Over the years I've found myself trying out various different whiskey podcasts. It gives me something to do on my long commutes to and from work, or when I have to travel to such exotic places as central Michigan or Fort Wayne, Indiana. At one point I listened to a podcast (I can't think for the life of me which one) that featured the owner of Cadee Distillery.  He was (and I'm sure still is) a Scott who transplanted to Washington where he is now making American whiskey. While I can't recall too many specifics from the interview (it was quite some time ago), I recall really enjoying listening to this guy talk and his passion for distilling, so I made a note of a couple of Cadee's brands in my phone in case I ever came across them.
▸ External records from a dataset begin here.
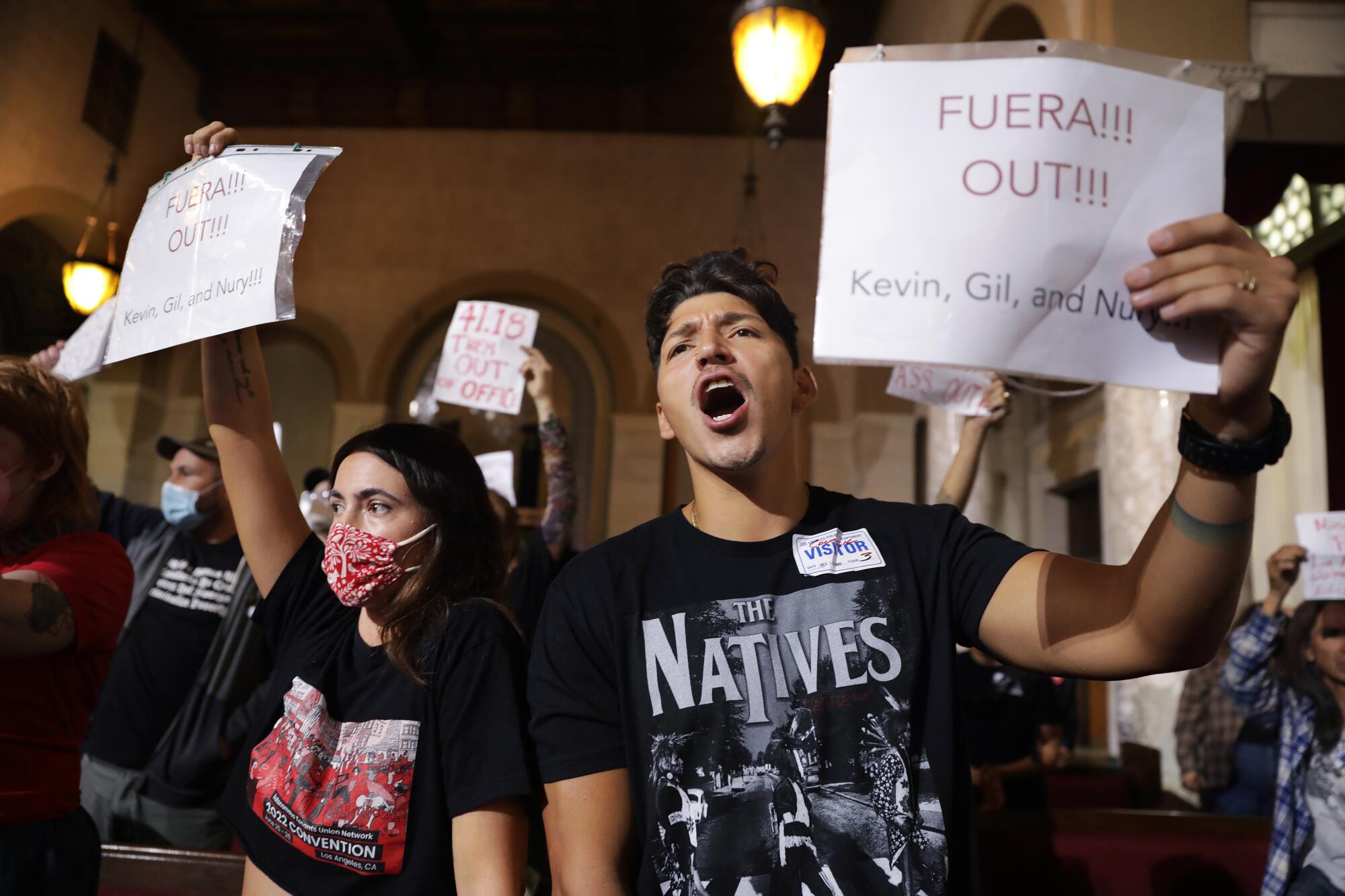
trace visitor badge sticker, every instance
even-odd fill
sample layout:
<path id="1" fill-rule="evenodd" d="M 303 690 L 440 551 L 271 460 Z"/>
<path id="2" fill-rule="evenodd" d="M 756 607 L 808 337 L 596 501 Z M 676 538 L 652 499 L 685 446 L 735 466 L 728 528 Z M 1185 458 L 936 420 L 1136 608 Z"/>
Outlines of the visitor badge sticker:
<path id="1" fill-rule="evenodd" d="M 1146 54 L 1177 74 L 940 50 L 833 70 L 816 359 L 1217 391 L 1217 323 L 1137 309 L 1123 276 L 1223 209 L 1223 93 Z"/>
<path id="2" fill-rule="evenodd" d="M 803 576 L 826 576 L 886 566 L 882 552 L 868 529 L 831 529 L 816 535 L 794 537 L 794 562 Z"/>
<path id="3" fill-rule="evenodd" d="M 434 400 L 516 414 L 523 406 L 523 346 L 537 336 L 533 308 L 500 301 L 460 301 L 444 334 Z"/>
<path id="4" fill-rule="evenodd" d="M 989 417 L 986 389 L 991 379 L 990 374 L 981 370 L 897 365 L 888 378 L 888 394 L 967 417 Z"/>
<path id="5" fill-rule="evenodd" d="M 108 335 L 112 332 L 112 315 L 117 311 L 113 299 L 98 305 L 87 320 L 66 339 L 61 350 L 61 361 L 51 373 L 74 382 L 102 370 L 102 355 L 108 350 Z"/>
<path id="6" fill-rule="evenodd" d="M 1303 600 L 1345 600 L 1345 511 L 1298 514 L 1294 523 L 1307 549 Z"/>
<path id="7" fill-rule="evenodd" d="M 295 316 L 304 202 L 336 147 L 227 147 L 149 188 L 104 363 Z"/>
And that note sat on my phone for probably a couple years with no sign of Cadee whiskeys showing up on my shelf. But, one day on a local Facebook group somebody advertised this service that delivered craft whiskeys from all over the country to your doorstep--but only if you live in Illinois. With my interest piqued, I checked out the site through its app - SpiritHub - and sure enough they had the very Cadee whiskeys that had sat as a forgotten-about note in my phone.  While their bourbon finished in port barrels, Deceptivus, was sold out, I was able to place an order for Cascadia, along with a couple other spirits I've so far only been able to get in the Northwest. And for only $8 shipping, I had my bottle in my hand within two days.

So, it's interesting. I wouldn't exactly say this bottle was hyped in my mind. It was just something that I've wanted to try. So I popped the cork right away, even if it was only early evening, and I immediately got hit with sweet and rich notes, almost like a plum sauce. It surprisingly came across initially as a bit hot, and even bitter. It had some woody notes and even a slight astringent note. 

As to flavor, given the nose, it was certainly smoother than expected.  I got notes of honey and vanilla mixed with raspberry. There was also that dark fruit element, like plum, that I was getting on the nose. It had some earthy tones to it as well, almost like raisin and walnut.

I did get a bit of pipe tobacco, sweet and a bit earthy. Unfortunately, though, I also got notes of young whiskey that so often turns me off of young, craft whiskeys. I got that all too familiar flavor of overripe or overcooked apples. That being said, that note was not as much of a turnoff with this bottle as it usually is. I'm guessing that the flavor was masked to some extent by the barrel finish.

It had a decent, sticky sweet finish to it, like apple and cherry hard candy mixed together. Alone that might have been awful, but the sweetness of that note was tempered by a malty note that also lingered. Unfortunately, there was also this chalky note that seemed to accompany it, and that was what I didn't like about the finish. 

I was thrilled to have gotten my hands on a bottle and thrilled to have tried it. While I was a bit underwhelmed, I'm still intrigued by their port finished bourbon, and I'm sure I'd give that a try as well if given a chance.